Home Office guidance on Right to Rent 'could lead landlords to break the law'

Document contradicts legally-binding code of practice for scheme, which the High Court ruled in March breachs human rights law

Photo: Paul Wilkinson/ CC BY 2.0

Guidance published by the Home Office on its Right to Rent scheme could lead to landlords breaking the law, the Residential Landlords Association has said.

The Home Office published updated guidance last month on how to comply with Right to Rent, which requires landlords in England to check the immigration status of prospective tenants.

The scheme was rolled our nationally in 2016 under then-home secretary Theresa May's so-called hostile environment policy to make it difficult for people to live and work in the UK illegally.

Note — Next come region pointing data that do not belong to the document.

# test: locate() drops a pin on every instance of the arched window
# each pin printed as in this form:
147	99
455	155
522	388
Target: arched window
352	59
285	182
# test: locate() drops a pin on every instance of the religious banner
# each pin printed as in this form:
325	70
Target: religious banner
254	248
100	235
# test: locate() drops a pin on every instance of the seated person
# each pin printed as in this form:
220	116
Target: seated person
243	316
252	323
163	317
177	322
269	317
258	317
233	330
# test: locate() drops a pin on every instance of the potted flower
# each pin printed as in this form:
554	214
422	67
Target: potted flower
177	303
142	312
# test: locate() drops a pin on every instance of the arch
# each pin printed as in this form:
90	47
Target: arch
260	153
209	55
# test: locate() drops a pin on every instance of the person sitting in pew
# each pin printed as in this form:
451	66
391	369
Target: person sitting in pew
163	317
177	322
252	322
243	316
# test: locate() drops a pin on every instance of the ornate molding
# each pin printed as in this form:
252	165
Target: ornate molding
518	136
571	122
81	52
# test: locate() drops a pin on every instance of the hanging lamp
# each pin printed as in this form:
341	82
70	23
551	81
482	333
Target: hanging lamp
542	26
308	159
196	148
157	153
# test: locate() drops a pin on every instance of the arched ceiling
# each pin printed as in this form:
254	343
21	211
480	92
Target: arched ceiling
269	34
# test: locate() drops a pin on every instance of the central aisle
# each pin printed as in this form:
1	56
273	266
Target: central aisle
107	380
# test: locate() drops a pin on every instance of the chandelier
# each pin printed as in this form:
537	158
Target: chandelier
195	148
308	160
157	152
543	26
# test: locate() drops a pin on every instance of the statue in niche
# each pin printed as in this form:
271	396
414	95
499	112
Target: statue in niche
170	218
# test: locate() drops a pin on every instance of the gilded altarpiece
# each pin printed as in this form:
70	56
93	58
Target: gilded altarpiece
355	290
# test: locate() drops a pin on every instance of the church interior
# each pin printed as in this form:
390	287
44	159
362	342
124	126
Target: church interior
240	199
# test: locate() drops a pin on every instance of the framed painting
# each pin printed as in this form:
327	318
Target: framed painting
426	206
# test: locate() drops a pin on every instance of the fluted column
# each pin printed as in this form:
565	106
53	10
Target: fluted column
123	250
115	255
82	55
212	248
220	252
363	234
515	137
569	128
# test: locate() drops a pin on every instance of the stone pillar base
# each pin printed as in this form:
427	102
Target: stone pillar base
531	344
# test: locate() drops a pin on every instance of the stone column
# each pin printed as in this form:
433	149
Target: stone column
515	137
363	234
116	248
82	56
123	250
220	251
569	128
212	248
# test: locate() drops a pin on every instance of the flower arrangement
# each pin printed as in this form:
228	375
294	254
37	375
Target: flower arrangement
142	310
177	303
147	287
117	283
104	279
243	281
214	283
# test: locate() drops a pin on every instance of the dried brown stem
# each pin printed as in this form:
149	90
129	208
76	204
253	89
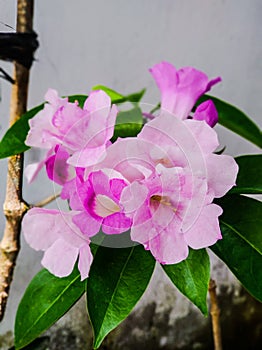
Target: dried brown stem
215	315
14	206
46	201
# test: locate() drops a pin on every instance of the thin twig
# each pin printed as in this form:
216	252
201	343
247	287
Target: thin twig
46	201
215	315
14	206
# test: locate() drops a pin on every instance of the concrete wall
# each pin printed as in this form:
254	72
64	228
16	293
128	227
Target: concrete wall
85	43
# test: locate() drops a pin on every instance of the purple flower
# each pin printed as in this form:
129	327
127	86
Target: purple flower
172	178
180	90
83	133
55	233
97	199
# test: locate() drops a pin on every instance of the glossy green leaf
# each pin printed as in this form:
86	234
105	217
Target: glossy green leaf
13	141
128	123
46	299
249	177
79	98
191	277
116	97
117	280
235	120
241	246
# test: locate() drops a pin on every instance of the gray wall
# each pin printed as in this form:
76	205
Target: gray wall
85	43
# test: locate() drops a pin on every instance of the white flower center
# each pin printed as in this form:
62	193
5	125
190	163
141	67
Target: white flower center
105	206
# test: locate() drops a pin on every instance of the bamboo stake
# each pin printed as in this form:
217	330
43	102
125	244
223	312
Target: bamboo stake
215	315
14	206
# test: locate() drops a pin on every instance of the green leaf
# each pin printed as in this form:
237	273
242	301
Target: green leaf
13	141
46	299
79	98
249	177
117	280
235	120
191	277
117	97
241	246
128	123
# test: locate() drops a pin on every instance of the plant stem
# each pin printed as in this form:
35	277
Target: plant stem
215	314
14	206
46	201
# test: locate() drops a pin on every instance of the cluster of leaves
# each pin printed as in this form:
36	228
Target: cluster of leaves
119	277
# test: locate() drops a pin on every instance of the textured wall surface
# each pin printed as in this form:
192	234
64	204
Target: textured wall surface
85	43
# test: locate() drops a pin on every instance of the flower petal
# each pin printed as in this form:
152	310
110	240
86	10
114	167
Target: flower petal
87	224
84	261
39	227
205	231
116	223
207	111
222	173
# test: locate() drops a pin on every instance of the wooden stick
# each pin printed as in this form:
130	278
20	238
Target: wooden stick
215	315
46	201
14	206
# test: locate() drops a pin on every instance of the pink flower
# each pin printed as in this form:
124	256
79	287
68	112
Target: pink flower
83	133
180	90
172	178
55	233
97	199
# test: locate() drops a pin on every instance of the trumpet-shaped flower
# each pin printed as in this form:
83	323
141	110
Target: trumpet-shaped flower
97	199
83	133
173	177
55	233
180	90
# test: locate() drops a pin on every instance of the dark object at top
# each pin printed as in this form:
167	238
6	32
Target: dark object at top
19	47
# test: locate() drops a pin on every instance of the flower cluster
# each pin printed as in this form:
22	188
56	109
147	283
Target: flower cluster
159	185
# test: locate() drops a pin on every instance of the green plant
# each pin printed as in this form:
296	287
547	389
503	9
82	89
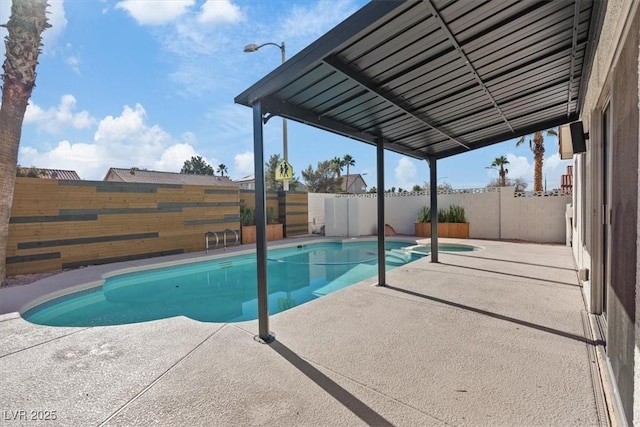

Landlords who fail to conduct the proper checks fines or face up to five years in prison.

But the RLA, which represents more than 35,000 landlords, has said that following some of the guidance included in the updated document would be breaking the law.

The document advises that when a prospective tenant is a foreign national of Australia, Canada, Hong Kong, Japan, Singapore, South Korea and the United States and plans to stay in the UK for up to six months, landlords need only check their passport and airline ticket to determine whether they have the right to rent in the UK.

In May, the Home Office extended visa-free entry to the UK via e-passport gates to nationals from these six countries – known collectively as B5JSSK nationals – who are visiting for up to half a year. This means they do not obtain a stamp in their passport or any other documentation proving their right to remain in the UK for that period.

“If they wish to rent accommodation in the private rented sector as their only or main home, a landlord will be able to establish the individual’s right to rent status by checking their passport together with evidence of the date they last travelled to or entered the UK,” the guidance says.

But the document, which has no legal standing, appears to contradict Right to Rent legislation.

The legally-binding code of practice for the scheme says that landlords “must be shown clear evidence from the Home Office that the holder has the right, either permanent, or for a time limited period, to reside in the UK”.

The guidance acknowledged that when individuals enter the UK, “their passport will not be endorsed by Border Force”, and that they will therefore “not have a current document enabling them to satisfy a right to rent check conducted by a landlord or lettings agent in the manner set out in the code of practice”.

However, the RLA has said the guidance has no legal standing and therefore cannot supersede the code of practice. The association said that unless the code of practice is revised to match the guidance, landlords could be left open to prosecution should a tenant remain in the country for more than six months.

CSW understands that members of the Home Office’s Right to Rent Consultative Panel – whose members include representatives of the RLA as well as other landlords’ and tenants’ groups, charities and local authorities – told the department before the policy was introduced that it could cause problems for landlords.

The guidance was published on 1 July – a month after the use of e-passport gates was extended.

The RLA warning is the latest controversy to strike the Right to Rent scheme, which has faced near-unanimous opposition from landlords, tenants’ groups, and housing and human rights charities since its inception.

In March, the High Court ruled the scheme breached human rights law as it “strongly showed” the legislation caused landlords to discriminate against both foreign nationals and black and minority-ethnic British citizens.

The Home Office is preparing to launch a review of the scheme and to appeal the judgement, which also blocked the department from rolling it out to Scotland, Wales and Northern Ireland.

David Smith, the RLA’s policy director and a member of the consultative panel, said the guidance was “a new low in the sorry saga of the Right to Rent”.

“Having already been ruled to be discriminatory by the High Court, the government is now putting out guidance which could leave landlords open to prosecution.

“It reinforces once against that the Right to Rent policy needs to go and go now.”

Responding to the RLA’s concerns on Twitter, Chai Patel, a human rights lawyer and legal policy director at the Joint Council for the Welfare of Immigrants, which brought the High Court Challenge, said landlords would be “liable to civil penalty fines or imprisonment” if they followed the guidance.

“Yet again the Home Office proves that right to rent is totally unworkable,” he said.

A Home Office spokesperson said: “We have updated guidance on gov.uk to ensure Right to Rent checks are in line with latest policy changes.

"Ahead of publication of the formal codes of practice, we have been clear that we will not seek to impose a civil penalty or a prosecution in cases where landlords have complied with this guidance.”